Buyarnya
Impian Negara Palestina
Musthafa Abd Rahman ; Wartawan Kompas
|
KOMPAS,
02 Januari 2015
PRESIDEN Otoritas
Palestina Mahmoud Abbas, Rabu (31/12), menandatangani nota permintaan
Palestina bergabung dengan 22 organisasi internasional. Hal ini dilakukan
sehari setelah Dewan Keamanan Perserikatan Bangsa-Bangsa menolak mengadopsi
draf resolusi Palestina yang meminta pendudukan Israel di
tanah Palestina diakhiri dalam tiga tahun ke depan.
Resolusi yang
diusulkan Jordania itu gagal memenuhi syarat minimum sembilan suara dari 15
anggota DK PBB setelah Nigeria mengubah sikap dan menolak draf resolusi itu.
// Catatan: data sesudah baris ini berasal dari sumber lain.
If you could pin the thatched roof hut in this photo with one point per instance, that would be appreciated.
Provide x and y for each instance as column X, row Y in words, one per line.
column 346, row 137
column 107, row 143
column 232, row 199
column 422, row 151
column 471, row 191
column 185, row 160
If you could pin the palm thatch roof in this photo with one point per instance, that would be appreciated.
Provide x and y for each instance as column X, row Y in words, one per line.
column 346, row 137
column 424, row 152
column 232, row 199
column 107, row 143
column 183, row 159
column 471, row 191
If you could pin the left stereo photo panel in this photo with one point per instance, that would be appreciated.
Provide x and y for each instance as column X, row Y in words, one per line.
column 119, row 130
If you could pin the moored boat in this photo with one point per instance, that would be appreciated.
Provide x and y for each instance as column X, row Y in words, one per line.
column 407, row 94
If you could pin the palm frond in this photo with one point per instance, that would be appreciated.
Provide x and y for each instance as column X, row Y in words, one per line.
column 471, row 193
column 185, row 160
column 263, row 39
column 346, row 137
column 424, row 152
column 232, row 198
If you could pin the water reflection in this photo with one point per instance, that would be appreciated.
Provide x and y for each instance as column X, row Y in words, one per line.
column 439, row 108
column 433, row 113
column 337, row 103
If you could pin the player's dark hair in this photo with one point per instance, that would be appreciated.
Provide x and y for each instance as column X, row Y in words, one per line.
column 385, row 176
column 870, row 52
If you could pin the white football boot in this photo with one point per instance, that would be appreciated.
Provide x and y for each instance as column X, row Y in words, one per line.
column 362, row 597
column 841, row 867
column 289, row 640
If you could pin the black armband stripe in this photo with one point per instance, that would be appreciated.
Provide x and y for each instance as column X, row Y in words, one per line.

Hanya delapan negara yang mendukung, yakni Perancis, Luksemburg, Chad, Cile,
Argentina, Jordania, Rusia, dan Tiongkok.
Adalah tewasnya
Menteri Palestina Urusan Pemantauan Permukiman Yahudi Ziad Abu Ein (55) di
tangan tentara Israel, 10 Desember lalu dekat kota Ramallah, Tepi Barat, yang
mendorong Palestina bertaruh lagi melancarkan perang diplomasi melawan Israel
di forum DK PBB untuk mendapatkan hak bagi berdirinya negara Palestina.
Pertemuan pemimpin
Palestina di Ramallah, 14 Desember, memutuskan mengajukan lagi draf resolusi
bagi berakhirnya pendudukan Israel di atas tanah sebelum perang Arab-Israel
1967, sebagai balasan atas tewasnya Abu Ein.
Almarhum Pemimpin
Palestina Yasser Arafat sesungguhnya mendeklarasikan negara Palestina di
Aljazair pada 1988. Saat itu, 135 negara dari berbagai belahan bumi langsung
mengakui negara Palestina. Namun, deklarasi itu tidak didukung Amerika
Serikat, Uni Eropa, dan Israel. Itulah yang membuat negara Palestina hanya
berada di atas kertas.
Perubahan sikap
negara-negara Eropa belakangan ini untuk mengakui negara Palestina
membangkitkan harapan politik Palestina untuk mewujudkan impian itu. Adalah
Swedia yang memulai mengakui negara Palestina pada Oktober lalu, disusul
parlemen Inggris, Perancis, Irlandia, dan Luksemburg.
Pada 17 Desember 2014,
parlemen Uni Eropa ikut mendukung jika ada anggota UE yang mengakui negara
Palestina.
Palestina berharap
Spanyol, Inggris, Irlandia, dan Perancis segera menyusul Swedia dalam
mengakui negara Palestina. Hal itu dijawab oleh parlemen empat negara itu
yang mendahului pemerintah mereka untuk mengakui negara Palestina.
Kebangkitan
Palestina melihat
gerakan parlemen sejumlah negara Eropa utama mengakui negara Palestina
merupakan sebuah kebangkitan hati nurani bangsa-bangsa Eropa dalam memihak
perjuangan yang menjadi hak dari sebuah bangsa.
Juru bicara Pemerintah
Palestina, Ehab Bessaiso, menyebut sedikitnya tiga alasan tentang
strategisnya hubungan Palestina dengan Eropa. Pertama, Eropa dan Palestina
memiliki titik temu geografis, yakni sama- sama bertepi ke laut Mediterania.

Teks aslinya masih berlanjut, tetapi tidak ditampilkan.